Ada kesepakatan luas bahwa Clearview adalah alat yang kuat dan berguna dan pasti akan menjadi bagian dari penegakan hukum. Platform ini berperan penting dalam mengadili banyak perusuh Capitol di Washington pada bulan Januari, serta menyelesaikan kasus terorisme dan perdagangan seks di Amerika Utara.

Kurangnya transparansi tentang cara penggunaannya yang mengganggu banyak aktivis privasi, dan raksasa internet itu sendiri.

Pengikisan gambar Clearview melanggar persyaratan layanan banyak situs, dan Google, Twitter, dan YouTube semuanya telah mengirim surat penghentian dan penghentian Clearview.

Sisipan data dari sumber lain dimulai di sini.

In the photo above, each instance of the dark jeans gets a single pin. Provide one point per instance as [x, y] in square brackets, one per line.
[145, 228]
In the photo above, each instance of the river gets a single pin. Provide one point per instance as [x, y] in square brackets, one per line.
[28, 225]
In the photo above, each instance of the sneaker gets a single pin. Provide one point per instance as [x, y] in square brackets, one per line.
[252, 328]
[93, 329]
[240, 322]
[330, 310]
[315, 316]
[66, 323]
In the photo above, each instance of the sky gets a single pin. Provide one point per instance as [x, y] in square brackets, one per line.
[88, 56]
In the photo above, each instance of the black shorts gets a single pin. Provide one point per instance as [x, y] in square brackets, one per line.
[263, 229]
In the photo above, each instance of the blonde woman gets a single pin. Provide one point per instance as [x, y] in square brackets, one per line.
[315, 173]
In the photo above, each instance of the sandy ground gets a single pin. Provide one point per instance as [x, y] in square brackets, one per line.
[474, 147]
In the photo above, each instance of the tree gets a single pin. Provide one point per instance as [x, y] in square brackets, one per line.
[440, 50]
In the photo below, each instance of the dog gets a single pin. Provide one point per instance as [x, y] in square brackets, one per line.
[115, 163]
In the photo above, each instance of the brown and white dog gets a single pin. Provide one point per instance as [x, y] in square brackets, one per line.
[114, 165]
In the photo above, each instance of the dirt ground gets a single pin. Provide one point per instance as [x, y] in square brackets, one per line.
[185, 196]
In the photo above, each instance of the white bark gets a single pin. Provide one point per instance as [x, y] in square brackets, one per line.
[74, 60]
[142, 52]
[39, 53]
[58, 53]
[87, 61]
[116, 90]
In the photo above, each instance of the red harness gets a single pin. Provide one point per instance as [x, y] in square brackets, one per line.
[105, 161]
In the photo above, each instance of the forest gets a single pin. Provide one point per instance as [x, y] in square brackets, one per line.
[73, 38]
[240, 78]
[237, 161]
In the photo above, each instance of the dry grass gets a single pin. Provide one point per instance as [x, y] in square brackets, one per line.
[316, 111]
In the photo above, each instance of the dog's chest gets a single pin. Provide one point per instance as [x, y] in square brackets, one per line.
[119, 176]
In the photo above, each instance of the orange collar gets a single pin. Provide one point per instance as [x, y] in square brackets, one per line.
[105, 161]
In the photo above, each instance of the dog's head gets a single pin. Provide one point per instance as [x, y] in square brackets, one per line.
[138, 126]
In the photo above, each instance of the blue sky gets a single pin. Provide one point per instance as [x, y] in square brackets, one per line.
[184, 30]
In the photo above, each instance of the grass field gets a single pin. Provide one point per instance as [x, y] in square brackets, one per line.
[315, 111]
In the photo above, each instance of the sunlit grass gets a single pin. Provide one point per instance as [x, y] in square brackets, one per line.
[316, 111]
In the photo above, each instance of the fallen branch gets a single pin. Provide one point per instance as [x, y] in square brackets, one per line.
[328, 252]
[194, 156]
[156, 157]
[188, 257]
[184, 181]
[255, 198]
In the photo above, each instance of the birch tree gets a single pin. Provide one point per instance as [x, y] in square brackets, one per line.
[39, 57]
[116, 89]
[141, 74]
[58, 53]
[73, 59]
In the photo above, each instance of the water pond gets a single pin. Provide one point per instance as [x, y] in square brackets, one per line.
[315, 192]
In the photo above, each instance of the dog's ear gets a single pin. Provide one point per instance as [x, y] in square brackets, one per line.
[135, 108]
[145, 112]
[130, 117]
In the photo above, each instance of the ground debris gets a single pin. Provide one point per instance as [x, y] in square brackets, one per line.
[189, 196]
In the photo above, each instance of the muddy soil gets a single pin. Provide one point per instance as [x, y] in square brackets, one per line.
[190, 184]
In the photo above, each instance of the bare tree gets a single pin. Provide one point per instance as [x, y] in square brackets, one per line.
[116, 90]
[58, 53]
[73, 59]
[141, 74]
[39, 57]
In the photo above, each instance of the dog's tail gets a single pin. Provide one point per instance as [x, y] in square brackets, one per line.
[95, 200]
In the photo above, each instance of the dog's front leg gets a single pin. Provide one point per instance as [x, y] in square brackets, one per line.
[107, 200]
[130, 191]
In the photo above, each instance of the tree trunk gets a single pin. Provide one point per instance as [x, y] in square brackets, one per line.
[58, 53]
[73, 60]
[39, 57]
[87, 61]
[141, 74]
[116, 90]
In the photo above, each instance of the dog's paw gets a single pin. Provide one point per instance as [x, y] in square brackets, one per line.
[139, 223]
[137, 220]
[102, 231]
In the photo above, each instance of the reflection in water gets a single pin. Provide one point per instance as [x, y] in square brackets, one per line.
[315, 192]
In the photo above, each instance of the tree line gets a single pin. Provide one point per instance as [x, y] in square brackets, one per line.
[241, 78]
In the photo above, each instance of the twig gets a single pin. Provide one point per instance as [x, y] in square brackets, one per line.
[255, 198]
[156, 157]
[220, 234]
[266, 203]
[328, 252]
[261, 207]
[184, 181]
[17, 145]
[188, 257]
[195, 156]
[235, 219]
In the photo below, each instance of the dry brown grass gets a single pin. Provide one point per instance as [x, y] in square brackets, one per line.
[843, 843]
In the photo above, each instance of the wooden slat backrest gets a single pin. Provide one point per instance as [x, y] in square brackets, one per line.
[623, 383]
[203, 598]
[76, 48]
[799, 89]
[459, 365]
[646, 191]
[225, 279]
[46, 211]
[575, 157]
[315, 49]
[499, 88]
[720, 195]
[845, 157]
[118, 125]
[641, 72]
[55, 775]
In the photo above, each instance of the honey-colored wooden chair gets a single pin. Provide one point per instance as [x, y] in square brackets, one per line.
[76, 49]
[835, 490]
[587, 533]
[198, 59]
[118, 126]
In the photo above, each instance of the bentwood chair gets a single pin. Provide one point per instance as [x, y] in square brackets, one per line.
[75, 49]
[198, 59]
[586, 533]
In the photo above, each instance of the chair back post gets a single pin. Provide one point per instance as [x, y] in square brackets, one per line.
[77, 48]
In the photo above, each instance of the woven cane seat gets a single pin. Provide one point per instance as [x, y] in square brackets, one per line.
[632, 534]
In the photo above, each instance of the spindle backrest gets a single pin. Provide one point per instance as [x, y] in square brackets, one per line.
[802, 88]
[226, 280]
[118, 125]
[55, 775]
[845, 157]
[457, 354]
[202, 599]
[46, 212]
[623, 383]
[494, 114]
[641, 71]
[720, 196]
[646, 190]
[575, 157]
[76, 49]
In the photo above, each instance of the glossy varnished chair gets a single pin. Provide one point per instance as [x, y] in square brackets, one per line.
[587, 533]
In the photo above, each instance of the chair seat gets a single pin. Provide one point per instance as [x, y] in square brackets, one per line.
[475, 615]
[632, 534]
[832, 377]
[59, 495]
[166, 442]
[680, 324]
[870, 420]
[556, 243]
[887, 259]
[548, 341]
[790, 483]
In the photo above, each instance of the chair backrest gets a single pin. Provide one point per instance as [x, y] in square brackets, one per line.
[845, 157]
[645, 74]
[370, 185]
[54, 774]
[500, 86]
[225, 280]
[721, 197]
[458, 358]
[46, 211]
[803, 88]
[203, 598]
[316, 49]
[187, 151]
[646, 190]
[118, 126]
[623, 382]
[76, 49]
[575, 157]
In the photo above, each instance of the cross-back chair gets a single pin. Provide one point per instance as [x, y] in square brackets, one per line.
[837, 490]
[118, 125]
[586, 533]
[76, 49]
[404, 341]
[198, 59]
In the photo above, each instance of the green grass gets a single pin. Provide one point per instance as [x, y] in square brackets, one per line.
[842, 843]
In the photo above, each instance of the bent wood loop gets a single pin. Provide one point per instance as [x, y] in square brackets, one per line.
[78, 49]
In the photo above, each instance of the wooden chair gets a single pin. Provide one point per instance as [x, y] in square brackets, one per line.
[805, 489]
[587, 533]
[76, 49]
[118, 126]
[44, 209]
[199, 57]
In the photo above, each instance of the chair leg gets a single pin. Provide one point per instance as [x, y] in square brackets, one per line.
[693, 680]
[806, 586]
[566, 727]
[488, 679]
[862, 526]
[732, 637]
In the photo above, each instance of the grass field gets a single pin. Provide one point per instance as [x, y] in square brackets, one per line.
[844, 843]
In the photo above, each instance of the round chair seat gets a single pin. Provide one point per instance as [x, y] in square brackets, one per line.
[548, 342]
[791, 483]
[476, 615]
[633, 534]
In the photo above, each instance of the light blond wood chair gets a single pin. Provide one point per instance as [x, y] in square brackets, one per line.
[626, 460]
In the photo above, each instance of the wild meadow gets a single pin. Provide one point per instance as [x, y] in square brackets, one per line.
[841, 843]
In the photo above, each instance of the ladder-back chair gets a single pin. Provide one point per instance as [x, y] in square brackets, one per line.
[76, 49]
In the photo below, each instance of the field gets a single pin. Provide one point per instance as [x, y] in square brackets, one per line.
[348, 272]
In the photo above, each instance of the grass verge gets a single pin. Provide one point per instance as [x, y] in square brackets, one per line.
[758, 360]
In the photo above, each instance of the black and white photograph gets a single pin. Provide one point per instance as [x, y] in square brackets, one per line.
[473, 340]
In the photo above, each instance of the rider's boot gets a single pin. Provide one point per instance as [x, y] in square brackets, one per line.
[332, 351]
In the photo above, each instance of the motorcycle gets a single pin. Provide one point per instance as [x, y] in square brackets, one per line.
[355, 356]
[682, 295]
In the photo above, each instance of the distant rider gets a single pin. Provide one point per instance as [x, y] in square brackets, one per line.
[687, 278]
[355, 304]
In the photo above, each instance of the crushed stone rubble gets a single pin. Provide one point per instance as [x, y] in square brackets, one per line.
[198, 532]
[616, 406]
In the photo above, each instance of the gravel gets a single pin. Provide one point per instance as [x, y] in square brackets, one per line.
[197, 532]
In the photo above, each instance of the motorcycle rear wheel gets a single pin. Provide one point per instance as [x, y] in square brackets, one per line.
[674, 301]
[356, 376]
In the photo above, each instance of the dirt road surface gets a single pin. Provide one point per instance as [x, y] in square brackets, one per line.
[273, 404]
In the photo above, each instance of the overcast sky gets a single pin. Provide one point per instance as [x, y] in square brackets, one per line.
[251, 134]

Sebagai tanggapan, Ton-That mengutip hak amandemen pertama perusahaan dan menegaskan bahwa gambar yang dikumpulkan semuanya tersedia untuk umum.

Tapi ada penolakan dari pihak berwenang.

New Jersey dan San Francisco telah diberitahu untuk berhenti menggunakan platform dan perusahaan tersebut secara sukarela menarik diri dari Illinois tahun lalu setelah ditemukan melanggar undang-undang privasi negara bagian.

Jaksa Agung New Jersey Gurbir Grewal mengatakan kepada CBS News bahwa, sementara dia melihat penggunaan perangkat lunak pengenalan wajah, “dia menentang pengumpulan informasi biometrik dan penggunaannya tanpa perlindungan yang tepat oleh penegak hukum”.

Komisaris privasi kami sendiri, John Edwards, tetap diam tentang masalah ini – situs web komisi menyatakan: “Perkembangan teknologi pengenalan wajah tidak dapat dihindari, dan teknologi akan menjadi lebih maju dari waktu ke waktu. Sangat penting bahwa setiap teknologi baru diperkenalkan dengan pertimbangan yang tepat. Saran kami adalah bahwa kecerdasan buatan apa pun harus digunakan dengan mengacu pada prinsip-prinsip kami untuk penggunaan analitik data yang aman dan efektif dan data tersebut.”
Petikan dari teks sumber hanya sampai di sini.